On 01/09/2015 10:32 AM, Abhijit Menon-Sen wrote:
2. The sse4.2 patch has only some minor compile fixes.

I have built and tested both patches individually on little-endian
(amd64) and big-endian (ppc) systems. I verified that the _sse is
chosen at startup on the former, and _sb8 on the latter, and that
both implementations function correctly with respect to HEAD.

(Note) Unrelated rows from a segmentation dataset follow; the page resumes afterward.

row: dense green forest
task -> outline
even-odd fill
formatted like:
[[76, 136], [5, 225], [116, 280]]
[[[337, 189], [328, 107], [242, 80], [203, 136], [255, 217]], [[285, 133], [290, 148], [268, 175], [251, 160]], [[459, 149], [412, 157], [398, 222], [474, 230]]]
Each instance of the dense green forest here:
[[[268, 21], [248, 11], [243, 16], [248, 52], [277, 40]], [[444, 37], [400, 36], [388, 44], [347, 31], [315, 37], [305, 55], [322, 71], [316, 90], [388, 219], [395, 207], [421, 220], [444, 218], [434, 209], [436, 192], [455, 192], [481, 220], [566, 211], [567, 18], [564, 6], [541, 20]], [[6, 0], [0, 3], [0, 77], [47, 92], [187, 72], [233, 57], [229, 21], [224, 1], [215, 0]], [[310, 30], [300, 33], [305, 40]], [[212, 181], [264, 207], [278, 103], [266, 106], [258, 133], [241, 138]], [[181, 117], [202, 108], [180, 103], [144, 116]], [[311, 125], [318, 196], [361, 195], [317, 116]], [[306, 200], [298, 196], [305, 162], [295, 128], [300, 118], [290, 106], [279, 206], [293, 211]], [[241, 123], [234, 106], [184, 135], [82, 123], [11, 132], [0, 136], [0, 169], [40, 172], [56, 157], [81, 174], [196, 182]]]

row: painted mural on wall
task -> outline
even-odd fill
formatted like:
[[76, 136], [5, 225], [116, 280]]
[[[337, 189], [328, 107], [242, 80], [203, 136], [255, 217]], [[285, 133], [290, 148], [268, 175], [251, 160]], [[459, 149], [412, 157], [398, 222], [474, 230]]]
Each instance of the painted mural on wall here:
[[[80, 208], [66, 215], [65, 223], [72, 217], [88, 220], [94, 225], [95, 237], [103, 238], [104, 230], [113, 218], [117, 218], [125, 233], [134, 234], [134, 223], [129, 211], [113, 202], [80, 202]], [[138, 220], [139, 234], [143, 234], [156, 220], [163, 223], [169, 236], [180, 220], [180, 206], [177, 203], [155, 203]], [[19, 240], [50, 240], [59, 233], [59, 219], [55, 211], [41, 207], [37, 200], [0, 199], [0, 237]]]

I'd like to arrange this somewhat differently, to keep the really low-level assembler blocks and such separate from the higher level parts. Especially now that pg_crc.c is in src/common and src/port, it doesn't seem appropriate to have assembler code in there. Also, some of the high-level code can be reused if we later add support e.g. for the ARMv8 CRC instructions.

I propose that we add a new header file in src/port, let's call it crc_instructions.h. That file contains the very low-level stuff, the pg_asm_crc32q() and pg_asm_crc32b() inline functions, which just contain the single assembler instruction. Or the corresponding mnemomic or macro depending on the compiler; the point of the crc_instructions.h header is to hide the differences between compilers and architectures.

If the CRC instructions are available, crc_instructions.h defines PG_HAVE_CRC32C_INSTRUCTIONS, as well as the pg_asm_crc32q() and pg_asm_crc32b() macros/functions. It also defines pg_crc32_instructions_runtime_check(), to perform the runtime check to determine whether the instructions can be used on the current platform (i.e. if you're running on a CPU with SSE 4.2 support). There's another symbol PG_CRC32C_INSTRUCTIONS_NEED_RUNTIME_CHECK, which indicates whether the runtime check is needed. That's currently always defined when PG_HAVE_CRC32C_INSTRUCTIONS is, but conceivably you might want to build a version that skips the runtime check altogether, and doesn't therefore require the slicing-by-8 fallback implementation at all. Gentoo users might like that ;-), as well as possible future architectures that always have CRC32 instructions.

Attached is a patch along those lines. I haven't done much testing, but it demonstrates the code structure I have in mind.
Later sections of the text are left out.